Dick came to peer over Gabriel’s shoulder. “Leah and Mariah, twins in every sense of the word.”

“Did you leave any of my cousins untouched?” I cried, remembering Dick’s “fondness” for my ancestor, cousin Cessie.

Dick guffawed. “Hey, Gabriel’s the one who—” Gabriel narrowed his eyes at Dick. “Never mind.”

“Horrifying revelations and the confirmation that some of my relatives are/were publicly nude. You know, suddenly, this has become like Christmas with my family. Thanks,” I said, patting them on the back.

Gabriel’s cell phone sounded. OK, so it wasn’t the most mature thing to do, but I snuck a look at the caller ID. It read “Jeanine.” I didn’t know any Jeanine. Gabriel had never mentioned a Jeanine. Who the hell was Jeanine?

I practically chewed through my tongue to keep from commenting. He took the call outside. And, I’m ashamed to say, I sort of lurked around the door to try to overhear. But he stepped off the porch, out of my range of hearing through the glass.

Defeated, I turned to the eating crowd. “Who’s ready for dinner?”

Jolene wasn’t the only one who could plan a tablescape. I had clear glass bowls of various sizes filled with vanilla candles and cranberries, Great-grandma Early’s wedding tablecloth, and the good china with the delicate silver ivy pattern. I was going for a Good Housekeeping look, which tends to be less angry than Martha Stewart Living. I used gloves to set out silver place settings for the humans.
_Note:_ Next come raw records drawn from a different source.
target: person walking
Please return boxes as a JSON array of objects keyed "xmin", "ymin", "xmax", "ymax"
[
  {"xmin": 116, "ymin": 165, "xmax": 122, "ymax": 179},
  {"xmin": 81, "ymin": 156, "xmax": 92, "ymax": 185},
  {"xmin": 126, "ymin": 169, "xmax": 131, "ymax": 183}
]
“You spent six hours setting a table for food you can’t eat,” Zeb marveled. He took it upon himself to “escort” me to the table, since Gabriel was otherwise occupied.

“It’s my first vampire Christmas,” I said. “I still want to enjoy dinner.”

Gabriel appeared at my right, ready to seat me, and seemed a little put off when Zeb did not relinquish my hand or take the seat I’d assigned him across from Jolene. He seemed intent on sitting next to me, forcing Gabriel to sit next to a confused werewolf bride-to-be.

“I’m surprised you didn’t mix eggnog in your blood,” snorted Dick.